I packed up a car with everything that would fit in it. No job, no apartment. I knew five people. I had $1,000 in the bank, the kind of thing that you can only do when you're 23 years old. And I was too dumb to know any better.
A position opened up for a really unique theater program for adults with Down syndrome, called Melmark PA Players. I just happened to have the right skill set and be in the right place at the right time at the age of 26 to take on this pretty big role. We did full-length Broadway musicals without the dialogue, but they could learn choreography and sing along to songs.
I was on the cusp of my 30s and thought maybe it's time to find something a little more stable. Around the same time, I started developing pain in my throat. I saw doctor after doctor. I did some alternative therapies. Nothing was working. We thought I had acid reflux and they kept giving me more and more medication, and all it did was make me sick. It turned out that I didn't have acid reflux at all. A doctor at Thomas Jefferson University figured out that I have a rare nerve disorder in my throat called glossopharyngeal neuralgia, which not even anyone in my cohort or graduate program knows about, except for one voice professor. It's super rare, but I had to work with voice therapists, which is a specialized kind of speech therapist. Looking back, the biggest thing I got out of that voice therapy experience was deciding to become a speech pathologist.
When I was about to turn 33, I started at the UD program to be a speech language pathologist. There were a lot of things about having a theater background that were transferable. Anyone who has been an actor or singer has studied voice, just not necessarily from the perspective of a clinician. We're treating someone who has a disorder either from extensive use of their voice for professional reasons - teacher, performer - or maybe they have Parkinson's disease, or other things like that. In a formal acting program, they also teach you a lot about speech and articulation: ‘Moses supposes his toes are roses’ kind of thing. I think those are probably the two biggest reasons you find that people from a musical theater, theater or opera background often work their way into speech pathology. I had the unique experience of having also worked in special education, so it was really dovetail for me because they talked about things like Augmentative and Alternative Communication, which we call AAC, that spreads across OT and special ed, too
I think my strongest interest lies in voice just because I feel the most confident about it, because I've studied it as a singer and actor, but I definitely have a real passion for helping people with disabilities, intellectual disabilities and people in the autism community.

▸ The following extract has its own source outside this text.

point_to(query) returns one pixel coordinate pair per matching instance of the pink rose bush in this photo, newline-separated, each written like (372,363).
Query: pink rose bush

I just want to help people. I want to help make their lives better in whatever way that means for them. I love that we can do it from birth to death. We work with newborns, with people in hospice, and literally everything in between. And it's so broad. You can go back and forth between these populations. You're not pigeon holed into one for your whole career. I love the flexibility. And I love the fact that I'm going to be a man in the field. There's not enough of us and I think that there should be more of an example that men can be in caring fields and nurturing fields and that it’s not just women's work."